REA warns government measures to tackle energy price hike “not enough”

The UK Government’s support measures to ease upfront energy costs to consumers and support energy providers is not enough to cover the dramatic price rises, the Association for Renewable Energy and Clean Technology (REA) has warned.

On 3 February, energy regulator Ofgem announced the energy price cap would increase by £693 (€827) per year – a 54% increase – affecting some 22 million households. This is largely due to a huge increase in wholesale gas prices. A further increase of £400 (€477) is expected after the next cap is set in six months’ time.

In response, the government launched a package of measures designed to ease the pressure on consumers. Chancellor Rishi Sunak announced a plan to provide £350 (€417) in support, including £200 off energy bills (to be repaid over five years) from next year, and a £150 (€179) council tax discount.

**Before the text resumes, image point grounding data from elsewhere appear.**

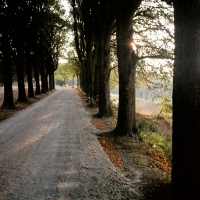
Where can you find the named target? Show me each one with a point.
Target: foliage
(151, 134)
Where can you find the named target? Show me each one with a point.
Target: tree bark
(104, 76)
(20, 71)
(7, 73)
(127, 60)
(37, 80)
(186, 102)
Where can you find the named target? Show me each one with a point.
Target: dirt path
(49, 151)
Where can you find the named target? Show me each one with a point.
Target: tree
(127, 60)
(186, 102)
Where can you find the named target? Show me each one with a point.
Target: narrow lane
(50, 151)
(37, 148)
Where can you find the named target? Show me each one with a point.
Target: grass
(154, 136)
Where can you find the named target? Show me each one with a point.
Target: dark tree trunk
(20, 77)
(20, 67)
(127, 60)
(30, 81)
(51, 81)
(186, 102)
(43, 79)
(104, 76)
(47, 82)
(7, 73)
(96, 84)
(37, 80)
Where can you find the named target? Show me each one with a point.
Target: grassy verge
(154, 136)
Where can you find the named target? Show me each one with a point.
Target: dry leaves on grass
(5, 113)
(109, 147)
(160, 161)
(98, 124)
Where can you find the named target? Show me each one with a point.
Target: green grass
(152, 135)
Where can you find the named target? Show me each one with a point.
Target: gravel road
(50, 151)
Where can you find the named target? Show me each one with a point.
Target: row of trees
(31, 37)
(95, 23)
(103, 30)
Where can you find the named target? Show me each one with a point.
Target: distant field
(143, 106)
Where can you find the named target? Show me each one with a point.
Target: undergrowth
(153, 136)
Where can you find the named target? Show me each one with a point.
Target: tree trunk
(51, 81)
(7, 73)
(127, 60)
(186, 102)
(30, 82)
(43, 79)
(37, 80)
(104, 76)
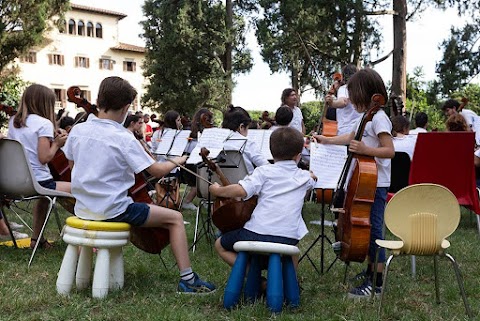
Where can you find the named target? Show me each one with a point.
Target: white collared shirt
(35, 127)
(346, 116)
(380, 124)
(281, 189)
(106, 156)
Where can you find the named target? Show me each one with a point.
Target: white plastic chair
(17, 181)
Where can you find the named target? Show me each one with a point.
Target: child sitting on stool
(281, 189)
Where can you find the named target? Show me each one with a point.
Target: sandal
(44, 244)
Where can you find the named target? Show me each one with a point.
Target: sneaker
(16, 226)
(364, 291)
(189, 206)
(360, 276)
(16, 235)
(197, 287)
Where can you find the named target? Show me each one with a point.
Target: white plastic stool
(82, 236)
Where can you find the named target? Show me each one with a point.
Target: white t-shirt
(379, 124)
(251, 153)
(35, 128)
(346, 116)
(405, 144)
(297, 119)
(281, 189)
(106, 156)
(473, 121)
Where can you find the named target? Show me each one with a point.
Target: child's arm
(385, 150)
(46, 148)
(230, 191)
(335, 140)
(161, 169)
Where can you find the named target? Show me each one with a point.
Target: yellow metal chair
(422, 216)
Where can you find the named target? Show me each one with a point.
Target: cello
(59, 167)
(353, 227)
(150, 240)
(228, 214)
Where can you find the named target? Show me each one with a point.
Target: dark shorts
(136, 214)
(49, 183)
(228, 239)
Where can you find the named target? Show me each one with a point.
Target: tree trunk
(399, 74)
(228, 48)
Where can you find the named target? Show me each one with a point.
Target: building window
(81, 28)
(82, 62)
(60, 98)
(129, 66)
(31, 58)
(56, 59)
(71, 27)
(106, 63)
(90, 29)
(98, 31)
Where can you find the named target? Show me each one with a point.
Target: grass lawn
(150, 288)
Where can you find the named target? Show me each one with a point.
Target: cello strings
(190, 171)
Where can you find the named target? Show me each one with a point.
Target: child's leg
(173, 221)
(228, 256)
(39, 215)
(191, 194)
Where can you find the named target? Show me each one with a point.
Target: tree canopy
(186, 43)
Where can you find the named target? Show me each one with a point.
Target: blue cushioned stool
(282, 278)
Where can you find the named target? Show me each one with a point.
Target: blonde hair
(36, 99)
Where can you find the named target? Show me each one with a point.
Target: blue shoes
(197, 287)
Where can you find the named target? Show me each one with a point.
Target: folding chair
(18, 183)
(234, 168)
(422, 216)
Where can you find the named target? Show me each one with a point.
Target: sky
(260, 90)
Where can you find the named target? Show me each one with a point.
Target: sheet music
(172, 142)
(180, 143)
(326, 162)
(211, 138)
(261, 137)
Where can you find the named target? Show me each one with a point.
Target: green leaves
(186, 60)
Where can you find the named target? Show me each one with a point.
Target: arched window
(81, 28)
(98, 30)
(71, 27)
(90, 29)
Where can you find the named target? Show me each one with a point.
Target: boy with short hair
(104, 156)
(281, 189)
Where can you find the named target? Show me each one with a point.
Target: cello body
(353, 227)
(149, 239)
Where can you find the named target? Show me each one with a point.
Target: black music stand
(207, 227)
(167, 199)
(233, 166)
(321, 237)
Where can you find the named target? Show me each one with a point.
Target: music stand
(321, 237)
(326, 162)
(233, 166)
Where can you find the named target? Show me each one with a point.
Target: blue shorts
(49, 183)
(228, 239)
(136, 214)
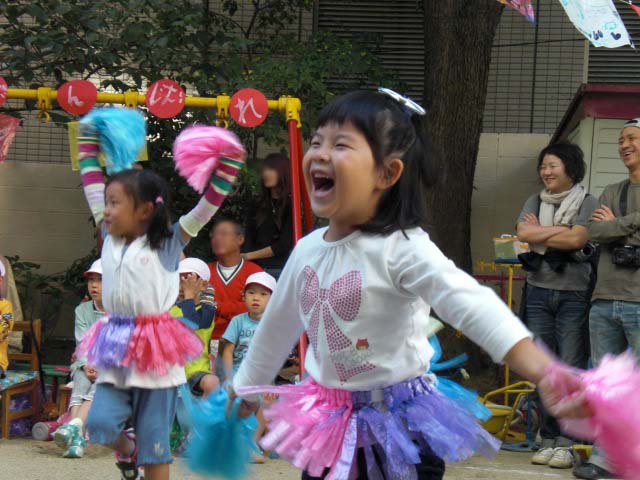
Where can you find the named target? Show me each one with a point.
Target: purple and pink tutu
(149, 343)
(316, 428)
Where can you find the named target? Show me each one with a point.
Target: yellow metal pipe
(286, 105)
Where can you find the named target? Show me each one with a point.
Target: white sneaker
(542, 456)
(562, 458)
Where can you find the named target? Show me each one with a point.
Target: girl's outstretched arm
(90, 169)
(564, 396)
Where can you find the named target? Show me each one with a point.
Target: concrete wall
(505, 176)
(43, 214)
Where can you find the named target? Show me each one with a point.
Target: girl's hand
(246, 408)
(562, 393)
(531, 219)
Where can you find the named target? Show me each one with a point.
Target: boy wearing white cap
(196, 303)
(6, 325)
(613, 319)
(237, 337)
(70, 436)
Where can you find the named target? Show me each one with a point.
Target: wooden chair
(20, 382)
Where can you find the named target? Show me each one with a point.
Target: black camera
(585, 253)
(626, 256)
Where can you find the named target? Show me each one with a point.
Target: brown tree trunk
(458, 39)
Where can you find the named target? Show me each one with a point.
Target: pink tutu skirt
(316, 428)
(148, 343)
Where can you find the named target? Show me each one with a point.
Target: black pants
(431, 467)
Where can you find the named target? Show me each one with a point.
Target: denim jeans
(559, 319)
(614, 327)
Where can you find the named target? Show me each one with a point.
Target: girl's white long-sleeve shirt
(364, 302)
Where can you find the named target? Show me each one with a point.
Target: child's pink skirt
(149, 343)
(316, 428)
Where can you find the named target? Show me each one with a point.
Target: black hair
(571, 156)
(147, 186)
(239, 227)
(391, 129)
(279, 163)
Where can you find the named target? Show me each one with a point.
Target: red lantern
(165, 98)
(249, 107)
(4, 88)
(77, 96)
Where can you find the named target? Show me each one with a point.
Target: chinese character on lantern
(165, 98)
(249, 107)
(77, 96)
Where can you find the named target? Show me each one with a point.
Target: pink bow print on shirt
(344, 298)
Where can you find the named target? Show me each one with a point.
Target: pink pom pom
(611, 391)
(198, 149)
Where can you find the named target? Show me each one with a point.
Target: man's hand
(602, 214)
(531, 219)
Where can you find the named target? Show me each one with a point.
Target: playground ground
(27, 459)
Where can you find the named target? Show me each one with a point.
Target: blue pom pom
(220, 445)
(122, 133)
(466, 399)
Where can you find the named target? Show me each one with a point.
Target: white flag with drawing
(599, 21)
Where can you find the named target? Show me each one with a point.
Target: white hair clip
(633, 123)
(404, 101)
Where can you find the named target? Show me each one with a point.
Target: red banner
(77, 96)
(165, 98)
(249, 107)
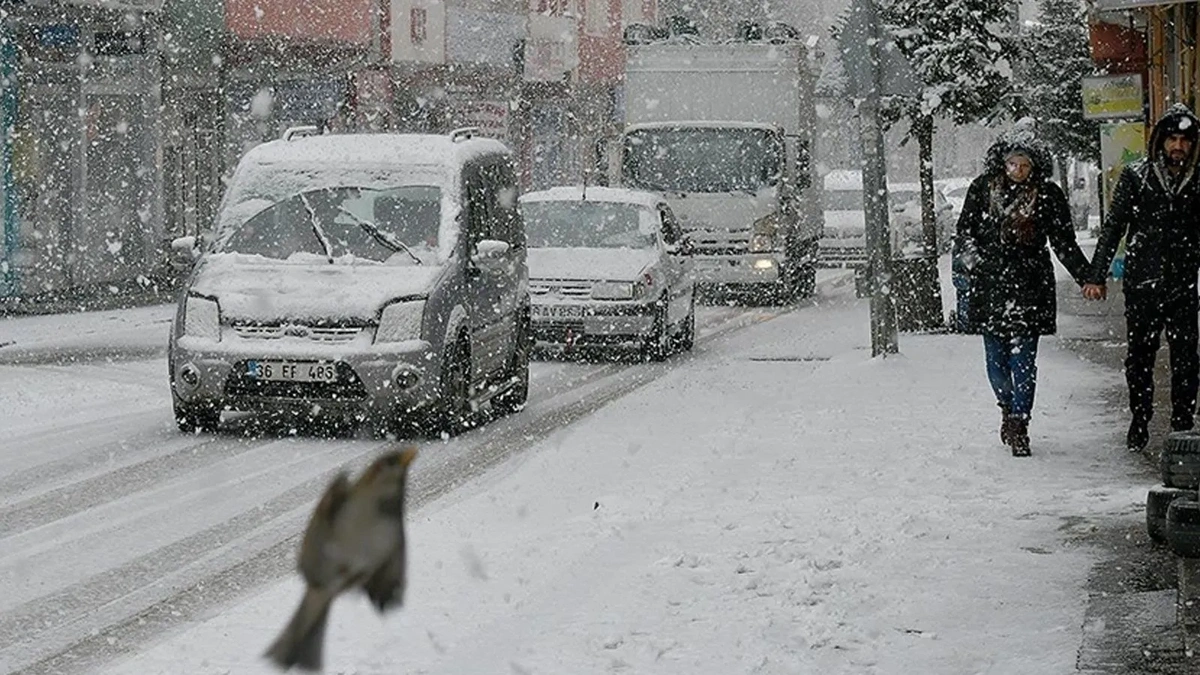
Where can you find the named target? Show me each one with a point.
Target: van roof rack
(301, 131)
(463, 133)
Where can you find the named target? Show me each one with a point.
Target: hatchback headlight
(202, 317)
(612, 291)
(400, 321)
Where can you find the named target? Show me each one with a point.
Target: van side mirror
(491, 254)
(185, 251)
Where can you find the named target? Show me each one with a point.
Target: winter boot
(1006, 426)
(1019, 436)
(1138, 436)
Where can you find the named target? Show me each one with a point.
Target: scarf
(1012, 205)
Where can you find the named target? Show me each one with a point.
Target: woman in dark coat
(1009, 215)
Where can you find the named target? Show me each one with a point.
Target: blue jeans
(1013, 371)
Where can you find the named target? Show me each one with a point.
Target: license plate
(292, 371)
(558, 311)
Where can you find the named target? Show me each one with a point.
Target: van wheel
(514, 400)
(455, 414)
(658, 345)
(687, 338)
(196, 419)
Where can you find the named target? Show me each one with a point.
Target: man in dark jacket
(1013, 215)
(1156, 205)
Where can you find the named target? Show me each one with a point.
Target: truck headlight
(612, 291)
(202, 317)
(400, 321)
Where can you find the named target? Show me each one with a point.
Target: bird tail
(301, 641)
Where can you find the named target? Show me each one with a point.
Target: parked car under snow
(363, 275)
(609, 268)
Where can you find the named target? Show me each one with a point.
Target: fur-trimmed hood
(1021, 137)
(1177, 119)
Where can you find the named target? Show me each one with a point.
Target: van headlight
(765, 236)
(612, 291)
(400, 321)
(202, 317)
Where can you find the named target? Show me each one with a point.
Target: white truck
(726, 132)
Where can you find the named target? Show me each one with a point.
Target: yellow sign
(1113, 96)
(1121, 143)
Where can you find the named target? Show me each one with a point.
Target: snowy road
(114, 526)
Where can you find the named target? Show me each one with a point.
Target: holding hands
(1096, 291)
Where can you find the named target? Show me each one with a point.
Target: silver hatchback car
(358, 275)
(609, 268)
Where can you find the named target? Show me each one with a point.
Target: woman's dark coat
(1012, 282)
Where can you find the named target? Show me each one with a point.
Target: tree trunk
(918, 288)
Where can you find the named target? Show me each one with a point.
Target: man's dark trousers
(1149, 314)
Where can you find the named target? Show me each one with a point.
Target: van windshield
(587, 225)
(397, 225)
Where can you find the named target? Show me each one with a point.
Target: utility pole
(861, 42)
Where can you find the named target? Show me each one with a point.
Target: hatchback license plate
(558, 311)
(292, 371)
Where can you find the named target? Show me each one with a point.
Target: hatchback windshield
(588, 225)
(397, 225)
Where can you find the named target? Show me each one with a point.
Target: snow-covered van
(358, 275)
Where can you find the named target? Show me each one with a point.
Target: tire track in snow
(99, 619)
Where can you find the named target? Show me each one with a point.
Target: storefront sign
(491, 117)
(1121, 143)
(1110, 5)
(1113, 96)
(552, 49)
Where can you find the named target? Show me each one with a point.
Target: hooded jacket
(1158, 215)
(1012, 280)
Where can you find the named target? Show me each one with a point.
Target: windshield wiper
(379, 236)
(316, 228)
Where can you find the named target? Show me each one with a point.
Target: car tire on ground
(1183, 527)
(687, 336)
(1158, 500)
(658, 345)
(805, 282)
(1180, 461)
(514, 399)
(454, 413)
(196, 419)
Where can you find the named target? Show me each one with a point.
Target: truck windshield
(702, 160)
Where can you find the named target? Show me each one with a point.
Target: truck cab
(724, 131)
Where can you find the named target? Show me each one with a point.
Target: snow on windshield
(588, 225)
(396, 225)
(702, 160)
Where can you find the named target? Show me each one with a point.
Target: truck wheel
(196, 419)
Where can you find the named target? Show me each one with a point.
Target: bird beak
(407, 455)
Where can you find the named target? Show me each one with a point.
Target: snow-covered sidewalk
(779, 503)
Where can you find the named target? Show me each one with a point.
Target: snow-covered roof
(702, 124)
(409, 149)
(575, 193)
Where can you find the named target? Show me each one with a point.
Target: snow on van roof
(594, 193)
(702, 124)
(355, 148)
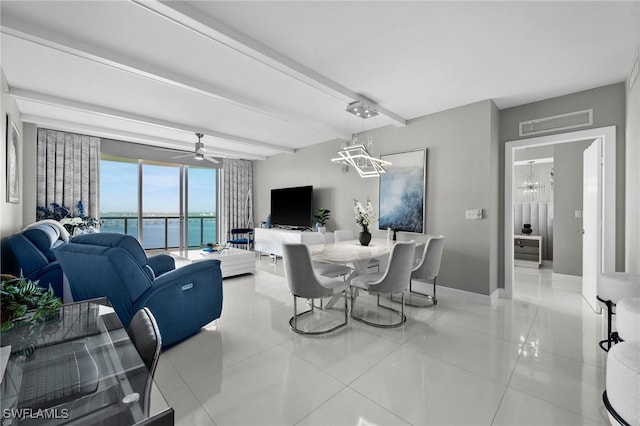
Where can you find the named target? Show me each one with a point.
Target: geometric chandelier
(358, 157)
(356, 154)
(531, 186)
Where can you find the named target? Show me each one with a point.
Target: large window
(119, 195)
(153, 207)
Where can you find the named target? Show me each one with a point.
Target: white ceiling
(261, 78)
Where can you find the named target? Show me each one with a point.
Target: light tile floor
(533, 360)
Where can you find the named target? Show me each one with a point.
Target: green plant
(321, 216)
(19, 296)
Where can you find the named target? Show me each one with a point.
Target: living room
(465, 165)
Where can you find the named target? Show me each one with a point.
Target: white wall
(632, 213)
(10, 214)
(462, 173)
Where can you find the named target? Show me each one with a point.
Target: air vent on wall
(557, 122)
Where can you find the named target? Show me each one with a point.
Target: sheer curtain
(68, 170)
(236, 201)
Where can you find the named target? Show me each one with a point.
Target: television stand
(269, 240)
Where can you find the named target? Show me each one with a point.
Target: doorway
(607, 242)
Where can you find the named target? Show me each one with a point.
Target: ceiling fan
(200, 153)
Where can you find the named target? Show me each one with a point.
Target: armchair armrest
(161, 263)
(184, 300)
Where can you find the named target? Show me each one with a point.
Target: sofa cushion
(45, 237)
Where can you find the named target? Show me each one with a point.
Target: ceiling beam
(48, 39)
(29, 95)
(127, 136)
(207, 26)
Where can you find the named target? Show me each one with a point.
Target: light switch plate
(475, 214)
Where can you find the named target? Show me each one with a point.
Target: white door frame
(608, 250)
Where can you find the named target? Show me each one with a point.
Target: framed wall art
(403, 192)
(13, 161)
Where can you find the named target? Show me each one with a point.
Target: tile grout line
(515, 365)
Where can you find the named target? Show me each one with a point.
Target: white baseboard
(469, 296)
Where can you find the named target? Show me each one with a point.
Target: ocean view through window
(119, 200)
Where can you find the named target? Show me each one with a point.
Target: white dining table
(351, 252)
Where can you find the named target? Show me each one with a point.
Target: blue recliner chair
(115, 265)
(33, 249)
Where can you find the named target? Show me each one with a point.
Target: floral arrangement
(364, 216)
(64, 215)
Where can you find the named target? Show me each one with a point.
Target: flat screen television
(292, 207)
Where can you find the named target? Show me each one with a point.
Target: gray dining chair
(346, 235)
(305, 283)
(145, 336)
(427, 269)
(395, 279)
(331, 270)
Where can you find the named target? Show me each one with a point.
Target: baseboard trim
(468, 296)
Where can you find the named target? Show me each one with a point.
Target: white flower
(364, 217)
(73, 221)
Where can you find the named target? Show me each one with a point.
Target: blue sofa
(33, 250)
(114, 265)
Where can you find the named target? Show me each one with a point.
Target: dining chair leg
(430, 302)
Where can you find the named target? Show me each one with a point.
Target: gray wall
(567, 238)
(608, 103)
(632, 261)
(462, 173)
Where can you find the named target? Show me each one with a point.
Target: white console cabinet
(269, 240)
(527, 250)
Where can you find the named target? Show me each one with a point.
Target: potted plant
(26, 311)
(321, 216)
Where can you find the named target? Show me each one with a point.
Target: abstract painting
(402, 191)
(13, 162)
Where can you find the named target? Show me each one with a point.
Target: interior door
(591, 222)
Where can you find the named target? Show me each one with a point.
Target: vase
(364, 237)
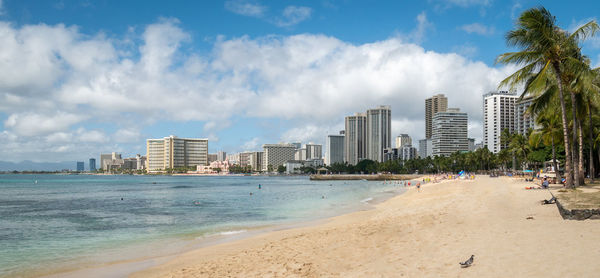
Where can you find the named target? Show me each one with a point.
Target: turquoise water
(50, 222)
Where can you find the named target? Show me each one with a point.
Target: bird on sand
(468, 262)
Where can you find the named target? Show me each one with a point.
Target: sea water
(54, 222)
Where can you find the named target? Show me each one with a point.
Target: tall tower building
(403, 140)
(379, 132)
(173, 152)
(523, 120)
(276, 155)
(314, 151)
(335, 149)
(498, 114)
(434, 104)
(355, 140)
(449, 132)
(92, 164)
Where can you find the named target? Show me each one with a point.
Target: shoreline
(126, 267)
(415, 234)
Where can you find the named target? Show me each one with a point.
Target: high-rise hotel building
(379, 129)
(335, 149)
(434, 104)
(498, 114)
(173, 152)
(355, 140)
(523, 119)
(275, 155)
(449, 132)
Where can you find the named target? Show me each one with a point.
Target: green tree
(547, 54)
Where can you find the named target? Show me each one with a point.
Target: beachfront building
(213, 168)
(390, 154)
(523, 119)
(498, 114)
(313, 151)
(256, 161)
(379, 132)
(212, 157)
(425, 148)
(449, 132)
(407, 152)
(174, 152)
(335, 149)
(434, 104)
(403, 140)
(111, 161)
(92, 164)
(221, 156)
(276, 155)
(300, 154)
(355, 140)
(134, 163)
(80, 166)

The government also announced an expansion of the Warm Homes Discount, advocated by the REA. However, the Association has warned that on their own, the measures, even when combined with the council tax discount, will cover just half of the price cap rise.

Last month, the REA published a six-point plan to tackle the energy crisis. The plan included measures to mitigate energy bill rises by: moving ‘green’ levies to general taxation; suspending VAT on energy bills for a year; expanding the eligibility and increase the value of the Warm Homes Discount, and introducing a Commercial Loan Scheme.

However, in parallel, the REA strongly urged the government to provide catalysts to improve home insulation and drive up the installation of domestic renewables and clean technology to reduce the threat posed by volatile gas prices. This can be achieved by establishing an effective insulation scheme by the spring to ensure all homes are at EPC rating C by at least 2024/25, and to remove VAT on domestic renewables and clean technology.

The Association also reiterated the need to accelerate the wider energy transition to tackle the energy price crisis. The procurement of new renewables capacity via six-monthly contract for difference auctions and a three-year rolling time frame of future auction dates and allocated budget, starting in the summer, is one such policy the REA has been advocating for.

“The government’s package of measures will bring an element of respite to both households and energy suppliers, and covers some of the measures we have been calling for,” said Dr Nina Skorupska CBE, chief executive of the REA.

“However, these policies alone will not cover the expected energy bill increases and don’t address a fundamental reality – as long as households are at the mercy of volatile fossil fuel prices, we will continue to see people struggle to pay the bills.

“That is why the government must address the scale of the problem by providing catalysts to improve the insulation of homes and to drive up the installation of domestic renewables and clean technology.

“If the government does not accelerate the energy transition, the cost of living crisis will get more severe, and harder and more expensive to fix.”